E il digital diventa strategia

La pianificazione è necessaria per tutte le aziende che decidono di investire nei media digitali con il fine di aumentare notorietà e fatturato

Strategia di marketing

senza-titolo-3Mi serve una strategia digitale?                    Pochi imprenditori se lo chiedono veramente e ancora meno rispondono in maniera affermativa. In realtà, una digital strategy, ossia la pianificazione necessaria a tutte le aziende che decidono di investire nei media digitali con il fine di aumentare notorietà e fatturato, è essenziale per non dare spazio all’improvvisazione. La prima distinzione da fare è quella tra born-digital, ovvero marchi e attività che hanno fatto dell’utilizzo del digitale il proprio universo naturale, e chi invece deve “tradurre” la propria esperienza e storia dall’offline nell’universo digitale. Una strategia di marketing digitale si compone di diversi tasselli. Innanzitutto, il punto di partenza perché iniziare alla cieca aspirando in poco tempo a obiettivi irragionevoli (e dunque irraggiungibili) è una pratica fin troppo diffusa e, di certo, non è il modo migliore per avviare la gestione della propria presenza digitale. Occorre definire con chiarezza gli obiettivi per poi concentrarsi sull’operatività. L’analisi della concorrenza è uno step fondamentale, anche per determinare i costi e valutare quali canali e strumenti utilizzare, perché il “chi” (le persone a cui vogliamo rivolgerci con la nostra strategia) è un fattore determinante che incide sui canali da prendere in considerazione.

Il caso Airbnb

Airbnb è un portale di prenotazioni online che mette in contatto persone in cerca di un
alloggio o di una camera per brevi periodi. Le fasi della strategia digitale della società sono state due.

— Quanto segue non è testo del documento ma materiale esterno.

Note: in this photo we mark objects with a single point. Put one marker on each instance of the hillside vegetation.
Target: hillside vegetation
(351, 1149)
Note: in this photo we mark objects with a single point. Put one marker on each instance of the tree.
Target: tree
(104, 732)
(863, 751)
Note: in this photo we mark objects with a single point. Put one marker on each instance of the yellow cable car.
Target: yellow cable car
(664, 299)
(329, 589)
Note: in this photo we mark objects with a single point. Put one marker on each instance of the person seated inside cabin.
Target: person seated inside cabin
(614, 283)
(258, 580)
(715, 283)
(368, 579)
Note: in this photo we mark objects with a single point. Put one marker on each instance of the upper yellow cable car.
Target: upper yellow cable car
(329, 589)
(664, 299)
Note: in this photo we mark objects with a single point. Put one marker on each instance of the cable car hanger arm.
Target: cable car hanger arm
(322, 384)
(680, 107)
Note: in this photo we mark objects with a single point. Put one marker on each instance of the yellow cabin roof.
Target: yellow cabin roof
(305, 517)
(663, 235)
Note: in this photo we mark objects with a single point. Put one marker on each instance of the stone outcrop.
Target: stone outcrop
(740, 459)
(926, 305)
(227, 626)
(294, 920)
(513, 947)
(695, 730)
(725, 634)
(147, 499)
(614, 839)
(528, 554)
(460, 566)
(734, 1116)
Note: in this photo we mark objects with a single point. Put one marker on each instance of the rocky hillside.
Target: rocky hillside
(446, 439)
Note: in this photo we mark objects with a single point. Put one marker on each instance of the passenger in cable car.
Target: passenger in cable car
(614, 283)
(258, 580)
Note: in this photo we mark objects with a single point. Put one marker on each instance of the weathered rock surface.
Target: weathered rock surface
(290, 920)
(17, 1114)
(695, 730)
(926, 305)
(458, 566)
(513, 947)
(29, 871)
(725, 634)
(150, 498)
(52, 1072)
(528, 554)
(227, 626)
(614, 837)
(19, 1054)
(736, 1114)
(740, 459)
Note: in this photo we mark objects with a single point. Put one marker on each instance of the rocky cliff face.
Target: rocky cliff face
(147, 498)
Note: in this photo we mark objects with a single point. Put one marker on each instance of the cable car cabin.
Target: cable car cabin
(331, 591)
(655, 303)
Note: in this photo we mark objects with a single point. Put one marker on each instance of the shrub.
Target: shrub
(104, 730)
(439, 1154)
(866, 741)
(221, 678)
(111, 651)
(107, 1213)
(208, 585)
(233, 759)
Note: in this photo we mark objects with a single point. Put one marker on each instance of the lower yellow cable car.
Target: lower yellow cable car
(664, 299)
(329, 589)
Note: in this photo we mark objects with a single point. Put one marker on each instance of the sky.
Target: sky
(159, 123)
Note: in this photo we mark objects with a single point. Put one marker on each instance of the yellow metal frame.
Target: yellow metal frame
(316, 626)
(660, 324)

a) La startup e i competitor

Airbnb nasce con il nome di AirBedandBreakfast nel 2007, dall’esigenza dei suoi due fondatori di pagarsi l’affitto e di sfruttare un imminente “tutto esaurito” negli hotel della zona di San Francisco, complice una conferenza dell’Industrial Designers Society of America. La società vera e propria, e il conseguente cambio di nome, viene avviata grazie a un incubatore di startup americano. Airbnb diventa così un portale per la prenotazione di qualsiasi genere di proprietà, da spazi condivisi a interi appartamenti e non solo. Il focus principale è offrire un servizio vantaggioso e affidabile con il plus di stabilire
un legame tra l’host (la persona che mette a disposizione l’alloggio) e l’ospite che si sente così “davvero a casa”. Questo legame è stato il vero motore della comunicazione e della strategia digitale della società che adesso mira a espandersi oltre il semplice servizio di affitto, offrendo un fullservice comprensivo di suggerimenti e guide da
parte degli abitanti della città, differenziandosi così dai top-competitor tra cui Booking.
com che vanta una maggiore penetrazione e diffusione ma con fee maggiori.

b) L’obiettivo: maggiore notorietà e incremento delle prenotazioni 

Ecco solo alcune delle mosse strategiche che hanno contribuito al raggiungimento
dell’obiettivo di Airbnb: aumento del traffico diretto al portale con Search Network e
Display Network AdWords, la piattaforma online di advertising che permette di inserire
spazi pubblicitari all’interno delle pagine di ricerca di Google e banner pubblicitari
all’interno di siti partner, sistema di feedback sul sito per aumentarne l’affidabilità (rating
spesso visibili anche negli annunci AdWords), condivisione di contenuti sui social network per trasmettere “l’esperienza del viaggio” differenziandosi anche grazie all’utilizzo di UGC (user-generated content, contenuto realizzato dagli utenti) su piattaforme come Instagram, suggerimenti su “cosa visitare e come farlo” e utilizzo di YouTube per mostrare “luoghi inediti” e poco conosciuti che spesso i turisti non conoscono. La strategia digitale ha infatti garantito il successo dell’azienda, incrementandone la reputazione e la sempre crescente copertura sui social, con uno storytelling puntuale ed efficace, riuscendo a trasmettere il messaggio di valore del brand, trasformandolo in un vero e proprio colosso. Le previsioni di fatturato di Airbnb per il 2019 parlano infatti di circa 6,1 miliardi di dollari.